In 2007, Binns and Hardaker created a band called Ingrid Eto, which has been described as a Zero 7 instrumental project. In 2009, they released an experimental instrumental EP under the name Kling, titled Kling EP. Its tracks were later incorporated into Zero 7's fourth album, Yeah Ghost, also released in 2009. The album included contributions from jazz and soul singer Eska Mtungwazi as well as folk artist Martha Tilston.

In 2010, the duo released a retrospective compilation titled Record. A two-disc special edition contained exclusive remixes of songs from all four of their prior studio albums. In 2013, the band released a 12" single, "On My Own" b/w "Don't Call It Love", on their own label, Make Records.

In 2014, the band released the Simple Science EP, followed by EP3 in 2015. Both were released on Make Records.

In 2016, Henry Binns teamed up with Bo Bruce and Jodi Milliner to form a group called Equador.
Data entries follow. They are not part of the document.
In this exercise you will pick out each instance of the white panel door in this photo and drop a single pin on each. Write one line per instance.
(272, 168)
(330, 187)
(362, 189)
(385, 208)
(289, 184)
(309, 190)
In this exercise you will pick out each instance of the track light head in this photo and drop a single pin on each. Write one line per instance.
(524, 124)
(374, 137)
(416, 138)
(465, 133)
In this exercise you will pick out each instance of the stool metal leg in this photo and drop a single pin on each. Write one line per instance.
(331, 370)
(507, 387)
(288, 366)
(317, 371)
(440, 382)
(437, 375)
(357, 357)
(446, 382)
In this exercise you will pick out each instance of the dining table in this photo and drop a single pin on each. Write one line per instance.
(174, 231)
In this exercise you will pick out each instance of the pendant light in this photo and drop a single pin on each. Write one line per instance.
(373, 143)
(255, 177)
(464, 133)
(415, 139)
At the end of 2018, Zero 7 released the track "Mono" featuring Hidden. This was followed at the beginning of 2019 by "Aurora". In October 2019, the duo released another single titled "Swimmers" with additional vocals courtesy of UK based singer Jem Cooke. Later in August 2020, the band released another single, "Shadows", and announced an upcoming EP. In October 2020, the Shadows EP was released, containing 4 tracks by singer-songwriter Lou Stone.
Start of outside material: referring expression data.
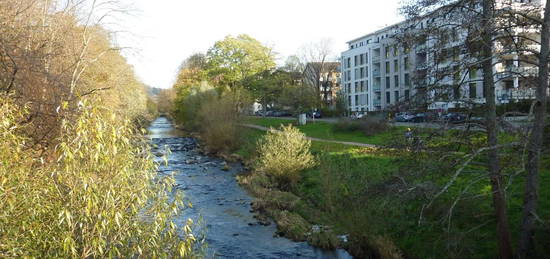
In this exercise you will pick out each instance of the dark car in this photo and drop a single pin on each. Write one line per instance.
(419, 117)
(281, 114)
(403, 117)
(315, 114)
(454, 117)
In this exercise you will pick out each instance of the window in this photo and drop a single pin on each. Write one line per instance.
(473, 90)
(396, 80)
(456, 91)
(456, 53)
(473, 73)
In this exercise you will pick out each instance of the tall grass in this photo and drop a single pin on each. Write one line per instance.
(96, 194)
(284, 154)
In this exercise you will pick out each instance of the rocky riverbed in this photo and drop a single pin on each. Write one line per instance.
(221, 206)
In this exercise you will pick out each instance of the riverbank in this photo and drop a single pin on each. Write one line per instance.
(380, 198)
(226, 219)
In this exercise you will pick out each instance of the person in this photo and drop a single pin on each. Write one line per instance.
(408, 134)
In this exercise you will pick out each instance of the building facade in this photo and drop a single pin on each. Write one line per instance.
(325, 78)
(379, 72)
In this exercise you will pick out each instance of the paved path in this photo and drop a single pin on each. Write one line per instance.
(316, 139)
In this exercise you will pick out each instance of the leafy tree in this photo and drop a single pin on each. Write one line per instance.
(233, 59)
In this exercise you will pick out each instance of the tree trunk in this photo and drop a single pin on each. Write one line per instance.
(499, 201)
(535, 145)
In March 2024, Zero 7 teased new music via social media. Then on 3 April they released their first new single, "The Crowd", from forthcoming album with California west coast based artist Swim Surreal. They followed this with their second single "Bloom" released on 15 May. On 5 June they released "Don't Call it Love" along with a video. Finally, 21 June saw the release of the full-length album In the Half Light, a nine-song collaboration with Swim Surreal. All songs were co-written and produced by Zero 7, essentially comprising the fifth Zero 7 album, their first since 2009.

==Discography==

- Simple Things (2001)
- When It Falls (2004)
- The Garden (2006)
- Yeah Ghost (2009)
- In The Half Light (with Swim Surreal, 2024)

==Awards==
- Nominated for the Mercury Prize 2001 for Simple Things.
- Nominated for Best British Newcomer at the Brit Awards 2002.
- Nominated for a 2007 Grammy Award for The Garden, in the category 'Best Electronic/Dance Album'.